Quando Jesus realizar o seguimento de unir, para entendermos o que são as duas Igrejas, compreenderemos o que tem na mente de Deus. O que é a grande aliança de Deus para conosco.

A terra a que se refere, do Rio do Egito ao Grande Rio, o Eufrates, é o entendimento limitado que hoje temos da religião católica.

Vamos caminhar mais um pouco na compreensão destes ensinamentos, com a leitura de Lucas 9,28-36.

"Jesus, tomando consigo a Pedro, João e Tiago, subiu ao monte para orar." Tomou a Pedro, a Igreja humana, e a João, a Igreja divina, com o fio condutor entre elas, Tiago, e subiu a montanha para orar. Isto é, se elevaram em oração as duas Igrejas.

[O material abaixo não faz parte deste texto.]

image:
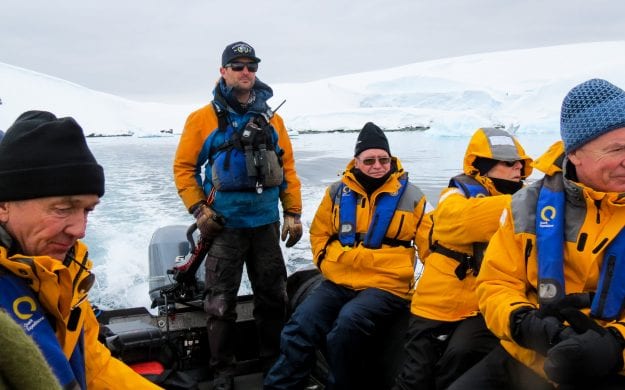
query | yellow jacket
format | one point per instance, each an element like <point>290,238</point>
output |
<point>459,222</point>
<point>390,268</point>
<point>508,278</point>
<point>53,284</point>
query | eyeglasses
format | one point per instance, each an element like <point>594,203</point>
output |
<point>238,66</point>
<point>371,160</point>
<point>510,163</point>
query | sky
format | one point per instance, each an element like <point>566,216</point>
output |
<point>518,89</point>
<point>169,51</point>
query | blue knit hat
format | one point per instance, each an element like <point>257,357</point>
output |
<point>589,110</point>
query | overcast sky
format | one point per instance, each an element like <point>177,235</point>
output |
<point>170,51</point>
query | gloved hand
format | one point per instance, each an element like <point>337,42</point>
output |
<point>293,228</point>
<point>533,331</point>
<point>209,223</point>
<point>585,356</point>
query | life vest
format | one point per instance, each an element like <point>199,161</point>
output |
<point>248,159</point>
<point>609,298</point>
<point>20,302</point>
<point>385,206</point>
<point>470,188</point>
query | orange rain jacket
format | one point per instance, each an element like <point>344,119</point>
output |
<point>459,222</point>
<point>53,283</point>
<point>389,268</point>
<point>509,275</point>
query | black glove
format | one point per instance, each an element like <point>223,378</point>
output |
<point>585,356</point>
<point>209,223</point>
<point>533,331</point>
<point>292,228</point>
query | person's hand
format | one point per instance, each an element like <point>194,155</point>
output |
<point>585,356</point>
<point>209,223</point>
<point>533,331</point>
<point>292,228</point>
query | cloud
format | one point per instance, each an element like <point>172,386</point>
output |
<point>169,51</point>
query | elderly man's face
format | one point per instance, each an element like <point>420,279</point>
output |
<point>47,226</point>
<point>600,164</point>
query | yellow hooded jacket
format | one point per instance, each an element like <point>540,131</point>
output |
<point>57,290</point>
<point>389,268</point>
<point>509,274</point>
<point>460,221</point>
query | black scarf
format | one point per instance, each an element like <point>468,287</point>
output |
<point>370,184</point>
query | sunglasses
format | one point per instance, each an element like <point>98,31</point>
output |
<point>238,66</point>
<point>85,283</point>
<point>510,163</point>
<point>371,161</point>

"Enquanto orava, o aspecto de seu rosto se alterou, suas vestes tornaram-se de fulgurante brancura. E eis que dois homens conversavam com Ele: eram Moisés e Elias." Vimos acima que as duas aves de Abraão simbolizavam Eva e Nossa Senhora, a Lei e a Profecia. E aqui, em Lucas, temos Moisés, a Lei, e Elias, a Profecia. Novamente, estas figuras se repetem.

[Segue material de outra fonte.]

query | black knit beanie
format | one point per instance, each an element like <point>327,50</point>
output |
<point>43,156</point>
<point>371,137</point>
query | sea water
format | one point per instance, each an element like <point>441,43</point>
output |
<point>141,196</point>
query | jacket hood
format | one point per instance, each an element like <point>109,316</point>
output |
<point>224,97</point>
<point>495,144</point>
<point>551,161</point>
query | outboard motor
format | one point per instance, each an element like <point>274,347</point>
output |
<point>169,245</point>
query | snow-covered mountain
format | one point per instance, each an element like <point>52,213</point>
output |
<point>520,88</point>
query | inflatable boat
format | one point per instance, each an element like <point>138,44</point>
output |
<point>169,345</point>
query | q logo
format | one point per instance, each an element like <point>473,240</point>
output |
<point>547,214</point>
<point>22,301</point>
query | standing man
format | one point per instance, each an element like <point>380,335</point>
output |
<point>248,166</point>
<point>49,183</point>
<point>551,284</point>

"…(Moisés e Elias) aparecendo envoltos em glória, falavam de Sua partida (morte de Jesus) que iria se cumprir em Jerusalém." Isto aconteceria porque a aliança de Deus com os homens se consumaria na cruz. Era disso que falavam. Com certeza, se reportavam à aliança de Deus com Abraão, que se completaria na cruz: a religião católica, com seu fundamento em Abraão, nasce da cruz.

"Pedro e os companheiros estavam com muito sono." Isto é, a Igreja, sonolenta, não percebe as verdades em torno de si mesma.

"Ao despertarem, viram a Sua glória (de Jesus) e os dois homens que estavam com Ele." A Igreja desperta desse sono que paira sobre si, e vê Jesus na glória, com a Lei e a Profecia ao Seu lado. Moisés e Elias, Eva e Nossa Senhora.

"E quando estes iam se afastando, Pedro disse a Jesus: 'Mestre, é bom estarmos aqui; façamos pois três tendas: uma para ti, outra para Moisés e outra para Elias.'" Pedro, a Igreja humana, aquela que erra, cai e levanta, disse a Jesus: Mestre, é bom estarmos aqui. Lógico, é como pensamos, pois o nosso racionalismo se compraz ao abrigo da graça de Deus, e prefere ignorar, às vezes, o que Deus tem para nos falar. É o racionalismo da Igreja.

"Façamos pois três tendas…".

Quantos e quais foram os animais que Deus pediu a Abraão? Três: uma novilha, uma cabra e um cordeiro, animais que possuem quatro pernas. A Igreja humana propõe a Jesus a mesma coisa, só que na figura da tenda. As tendas judaicas têm quatro pernas. Isto significa que a Igreja humana não sabia o que propunha; enquanto Moisés e Elias discutiam com Jesus sobre toda aquela descendência de Abraão, a Igreja dormia. É o que se vê até hoje. As coisas acontecendo em nossa volta e nós, sonolentos, sem percebê-las. Com isso, demos oportunidade ao Mal de agir, realizando seu plano nas três etapas de 600 anos cada.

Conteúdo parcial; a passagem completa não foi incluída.